The regenerative paradigm rests upon the principle that only living systems regenerate. Hardy pioneer plants -- what many people call weeds -- are constantly recolonizing spaces to prepare them for other plants in the process of ecological succession. The natural world is always healing and regrowing. Our role as humans is not to heroically save the planet or a forest, but to help accelerate the regeneration that is already happening in a way that still works well with human society. You do that by connecting with the immediate land and community around you. That power to regenerate lies within each person that breathes, eats, and sleeps.
I do not like to "evangelize" people, and i truly dislike gurus, so i really hate to recommend books other than fiction or old, not actualized philosophy, but if you think what my parent hosh wrote is great but you either don't believe it can do something, or you want to do the same but don't have any idea how, Olivier Hamant books are great, pragmatic, actionable and positive starting points. It's a fantastic starter to think about what you can do. I disagree with him on some points (i started to expand but it's detrimental to my argument and anyway, most of those reading this did not read him, so it's like arguing with wind :/)

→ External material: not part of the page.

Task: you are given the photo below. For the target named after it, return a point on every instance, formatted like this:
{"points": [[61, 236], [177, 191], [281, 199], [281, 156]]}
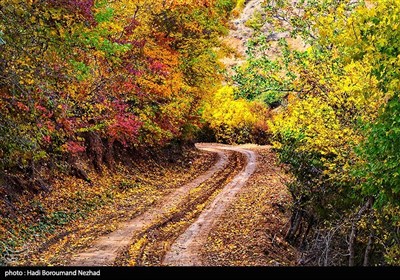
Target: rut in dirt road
{"points": [[104, 251], [185, 251]]}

I can imagine a distant future in which humanity makes regreening the planet its number one priority.
Actually probably not because humans have shown themselves as a group to put self interest over group interest even in the face of the end of civilisation as we know it.
Well, if we warm the globe a tad more back to the Holocene climatic optimum of 10k-8k years ago, we just might do that, complete with having a humid Sahara again and everything. Though I'm not sure we'll like some of the other effects...
> Well, if we warm the globe a tad more back to the Holocene climatic optimum of 10k-8k years ago
I was reading about the Atlantic current collapse and impacts, it said Norway would drop 35 degrees and other North Atlantic areas would get colder like Ireland+Scotland, while many other parts will increase in temp due to global warming.